With audio, we can’t rely on human judgment, because humans can only detect sounds in a frequency range from about 20 Hz to 20 kHz. The human perception is totally different – humans quite good at it.
Distribution between artificially generated car images and real cars is quite different. At the same time, a distribution of real foggy images found on the Internet should be close to a distribution of images from the front-facing camera of a car.
In the quiz, we have quite a few foggy images and their distribution should be close to a distribution of images from the front-facing camera of a car, so answer options seem fine.
Aah, thanks for the answer manifest! When I was watching that video I thought that human failure to detect different noises was a general thing, not just an example for audio, but it makes sense that for images it’s not as big of an issue.
I still can’t wrap my head around this. So the issue with the car audio is that we, as humans, couldn’t be sure that it was “random” enough?
For example, if we had the same 10k hours of clean speech and 1h of car noise, but we had an expert mechanic saying “this 1h of car noise encompasses most noises a car can make” would that reduce the risk of overfitting to that specific noise track? Assuming the process of creating the synthetic data didn’t introduce another systematic error.
Good to know that I was not the only one confused by the answer.
But I have a slightly different take on the process of augmentation. We can’t randomly mix pictures of fog and road to come up with a substitute for foggy images, can we? The lighting will be all wrong in the two images – how do we objectively determine that whether the images are “natural”? There are examples where images look unchanged to a human eye whereas an NN classifies them as two different things. This previous example is usually cited in the context of adversarial attacks, but I’m using to ask whether we can be truly confident, as the question suggests, of the synthetic data.

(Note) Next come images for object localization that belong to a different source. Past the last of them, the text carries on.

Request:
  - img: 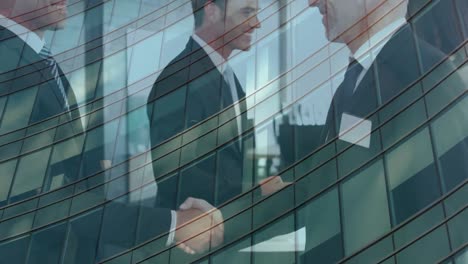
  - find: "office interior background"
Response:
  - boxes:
[0,0,467,263]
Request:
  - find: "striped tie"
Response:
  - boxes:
[39,46,70,111]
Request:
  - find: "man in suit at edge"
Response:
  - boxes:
[0,0,221,261]
[0,1,96,263]
[147,0,267,255]
[295,0,467,262]
[0,0,84,202]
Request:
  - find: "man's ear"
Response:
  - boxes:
[204,0,223,24]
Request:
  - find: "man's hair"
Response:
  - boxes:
[191,0,227,28]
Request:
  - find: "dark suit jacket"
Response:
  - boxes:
[301,24,467,263]
[0,25,84,204]
[147,37,250,208]
[321,25,467,192]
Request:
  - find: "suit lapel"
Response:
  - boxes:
[0,26,71,110]
[349,25,417,113]
[190,37,234,104]
[322,26,408,143]
[346,64,378,118]
[188,37,246,153]
[233,73,246,100]
[322,67,377,143]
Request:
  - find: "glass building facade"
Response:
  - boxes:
[0,0,466,263]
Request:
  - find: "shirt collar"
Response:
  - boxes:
[192,33,229,74]
[352,18,407,72]
[0,14,45,53]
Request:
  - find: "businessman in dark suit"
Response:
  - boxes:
[0,1,95,263]
[298,0,467,262]
[0,0,83,204]
[308,0,467,194]
[148,0,260,207]
[146,0,262,254]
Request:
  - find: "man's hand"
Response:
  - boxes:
[259,176,292,196]
[174,198,224,254]
[175,208,211,254]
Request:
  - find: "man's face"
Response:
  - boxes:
[221,0,261,51]
[14,0,67,30]
[308,0,374,43]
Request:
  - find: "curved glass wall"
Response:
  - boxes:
[0,0,466,263]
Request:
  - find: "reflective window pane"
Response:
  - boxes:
[297,189,342,264]
[341,160,391,255]
[386,128,441,224]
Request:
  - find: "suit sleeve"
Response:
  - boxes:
[136,206,173,244]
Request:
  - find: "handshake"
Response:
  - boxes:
[173,176,291,254]
[174,197,224,254]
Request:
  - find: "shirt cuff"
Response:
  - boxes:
[166,210,177,246]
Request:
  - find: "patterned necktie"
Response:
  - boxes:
[39,46,70,111]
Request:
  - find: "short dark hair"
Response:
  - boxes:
[191,0,227,28]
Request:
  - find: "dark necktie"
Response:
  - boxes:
[324,58,364,142]
[39,46,70,111]
[335,58,364,119]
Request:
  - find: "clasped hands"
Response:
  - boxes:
[174,176,290,254]
[174,197,224,254]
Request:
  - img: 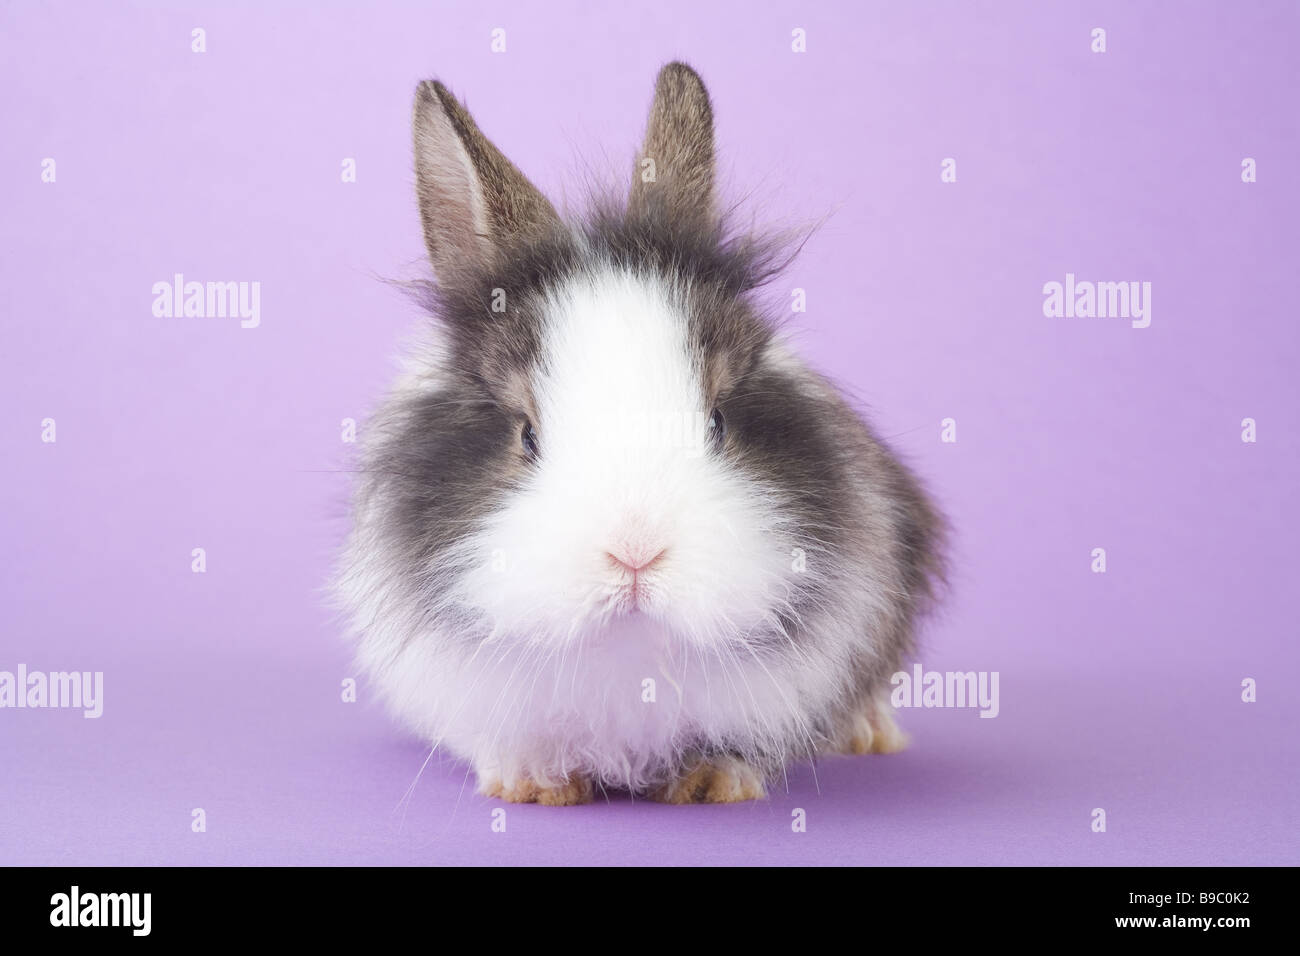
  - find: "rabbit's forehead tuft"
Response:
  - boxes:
[531,266,705,430]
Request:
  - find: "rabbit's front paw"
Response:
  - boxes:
[481,773,593,806]
[649,756,767,804]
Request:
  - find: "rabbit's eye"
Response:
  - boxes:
[707,408,726,450]
[521,421,540,460]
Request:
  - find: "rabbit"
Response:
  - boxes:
[335,62,946,805]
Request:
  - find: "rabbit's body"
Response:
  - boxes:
[336,64,944,804]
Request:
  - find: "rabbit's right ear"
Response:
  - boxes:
[412,80,559,280]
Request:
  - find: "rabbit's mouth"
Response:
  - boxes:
[610,573,660,616]
[605,548,667,615]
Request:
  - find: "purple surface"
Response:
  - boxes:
[2,0,1297,866]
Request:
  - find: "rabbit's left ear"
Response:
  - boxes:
[629,62,716,228]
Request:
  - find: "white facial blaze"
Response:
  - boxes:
[453,265,793,649]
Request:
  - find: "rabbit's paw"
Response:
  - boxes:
[481,773,593,806]
[649,756,767,804]
[834,700,909,755]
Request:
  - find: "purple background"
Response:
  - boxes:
[2,0,1297,866]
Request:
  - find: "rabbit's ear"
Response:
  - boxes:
[629,62,715,228]
[412,80,559,279]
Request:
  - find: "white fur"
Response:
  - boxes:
[340,262,874,793]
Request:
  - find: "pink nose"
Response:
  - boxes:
[606,547,665,573]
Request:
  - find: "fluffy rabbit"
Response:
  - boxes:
[336,63,945,805]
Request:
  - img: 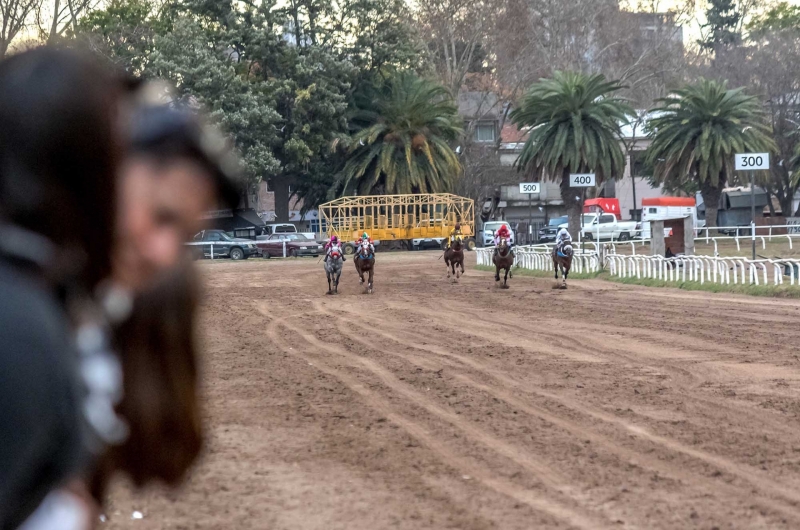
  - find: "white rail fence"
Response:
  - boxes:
[476,246,800,286]
[607,254,800,286]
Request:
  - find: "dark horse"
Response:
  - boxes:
[552,243,574,288]
[492,237,514,288]
[354,240,375,294]
[444,236,465,281]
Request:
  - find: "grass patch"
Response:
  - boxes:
[474,265,604,280]
[608,275,800,298]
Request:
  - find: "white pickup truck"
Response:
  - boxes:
[559,213,640,241]
[264,223,317,241]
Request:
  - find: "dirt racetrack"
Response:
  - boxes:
[106,251,800,529]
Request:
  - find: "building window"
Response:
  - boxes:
[473,123,496,143]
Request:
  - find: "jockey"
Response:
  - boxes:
[492,224,514,256]
[356,232,375,255]
[445,223,462,249]
[554,227,572,255]
[323,235,345,262]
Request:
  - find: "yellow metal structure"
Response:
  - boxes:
[320,193,475,244]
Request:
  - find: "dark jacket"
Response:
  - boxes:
[0,259,85,530]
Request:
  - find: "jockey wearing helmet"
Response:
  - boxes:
[492,224,514,256]
[357,232,375,255]
[554,227,572,256]
[324,235,345,262]
[446,223,462,249]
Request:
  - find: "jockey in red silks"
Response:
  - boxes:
[493,224,514,257]
[324,235,345,262]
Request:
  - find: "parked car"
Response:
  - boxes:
[188,230,260,260]
[264,223,316,241]
[481,221,514,247]
[538,216,568,243]
[559,213,640,241]
[256,233,324,258]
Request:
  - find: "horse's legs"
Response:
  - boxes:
[326,271,332,294]
[367,266,374,294]
[495,266,500,282]
[503,267,509,287]
[335,270,341,293]
[554,260,559,279]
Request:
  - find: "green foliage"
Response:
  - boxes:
[747,2,800,36]
[74,0,162,74]
[150,18,282,184]
[645,79,775,191]
[510,72,633,184]
[699,0,743,51]
[336,73,462,195]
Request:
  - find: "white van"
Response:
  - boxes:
[481,221,514,247]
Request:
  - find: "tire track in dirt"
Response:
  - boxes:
[373,300,800,437]
[327,302,800,518]
[264,309,611,529]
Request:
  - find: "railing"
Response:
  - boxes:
[477,245,800,287]
[606,254,800,286]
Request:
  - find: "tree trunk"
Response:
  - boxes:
[700,178,722,231]
[560,168,582,238]
[273,177,291,222]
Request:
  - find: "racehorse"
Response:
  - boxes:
[353,240,375,294]
[444,236,465,281]
[324,247,344,295]
[552,242,574,288]
[492,237,514,288]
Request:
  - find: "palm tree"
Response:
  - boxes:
[337,73,462,196]
[510,72,633,237]
[645,79,775,229]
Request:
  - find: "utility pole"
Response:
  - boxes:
[750,172,756,261]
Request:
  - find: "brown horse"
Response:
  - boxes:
[353,240,375,294]
[552,242,574,288]
[444,236,465,281]
[492,237,514,288]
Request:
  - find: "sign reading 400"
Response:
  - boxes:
[569,173,596,187]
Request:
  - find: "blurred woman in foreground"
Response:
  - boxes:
[0,47,124,528]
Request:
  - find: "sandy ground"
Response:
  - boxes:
[105,251,800,529]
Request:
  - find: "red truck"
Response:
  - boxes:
[584,198,622,220]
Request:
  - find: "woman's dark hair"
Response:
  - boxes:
[0,47,121,288]
[91,262,203,497]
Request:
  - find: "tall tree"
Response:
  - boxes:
[74,0,159,74]
[337,73,462,195]
[645,79,775,229]
[0,0,39,58]
[510,71,633,237]
[150,18,282,198]
[747,2,800,216]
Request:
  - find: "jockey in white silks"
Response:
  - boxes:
[555,228,572,255]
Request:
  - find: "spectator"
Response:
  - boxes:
[113,99,241,291]
[0,47,125,529]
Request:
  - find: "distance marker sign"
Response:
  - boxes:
[519,182,541,194]
[735,153,769,171]
[570,173,596,187]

Hi, thank for this answer, but I find it not entirely satisfying. As far as I understand correctly, Andrew was making the point in his lecture video that with only 1h of car noise, the neural net can start adapting itself to the limited variability of the noise. For us it sounds random enough, but for the neural net it’s too repetitive/limited. To be honest, the foggy images problem for me, is very similar. If you would only use a limited amount of “foggy” filters, the neural net, by the same argument as for the noise, would fit to the characteristics of the fog pictures. I don’t think it has anything to do with how well the human ear can hear noise, or the human eye can see. It’s more of a question: is the data varied enough (random enough) for the neural net to prevent overfitting to it. So I am still confused by the answer that such a limited set of foggy pictures would be enough to use for the augmented fog data set. Is there some other reason I am missing?
It might be true that if one was able to synthesize a convincing (to a human) mapping from “true image” to “foggy image” the data could be used. BUT the process proposed in the quiz is so oversimplified that - in my opinion - this would not lead to useful artificial data.
Adding fog to a scene is not the same as simply superimposing a cloud to the original image, even if naively it might seem to work. In reality, depth perception will be totally altered, making it impossible, for instance, to make out any features beyond a certain distance, the latter not being included in any way into the proposed synthesization mechanism.